Tidak bisa disangkal bahwa dengan Serangan Oemoem 1 Maret dunia seperti dihentakkan bahwa apa yang dinamakan bangsa Indonesia masih ada, masih hidup. Tentara Indonesia masih eksis. Belanda tidak bisa main kibul-kibulan di mata internasional. Selain itu Serangan Oemoem ini juga menjadi penegasan bahwa Jogja menopang perjuangan Indonesia untuk merdeka. Bahwa Jogja erat kaitannya dengan jiwa perjuangan untuk kemerdekaan Indonesia.
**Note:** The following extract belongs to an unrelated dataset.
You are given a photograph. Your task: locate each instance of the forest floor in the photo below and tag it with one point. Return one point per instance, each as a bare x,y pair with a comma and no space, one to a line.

Jogja menyokong tidak saja materiil, namun jiga jiwa dan segala macam hal yang dipandang mampu mewujudkan Indonesia yang merdeka, berdaulat, dan bermartabat. Dengan demikian, SO 1 Maret merupakan mata rantai sejarah bangsa Indonesia yang menentukan sekali. Untuk itu pantas untuk dikenang. Demikian antara lain walikota Jogja, Herry Zudianto menyatakan dalam pidatonya pada penyelenggaraan lomba merangkai janur, 26 Februari 2011.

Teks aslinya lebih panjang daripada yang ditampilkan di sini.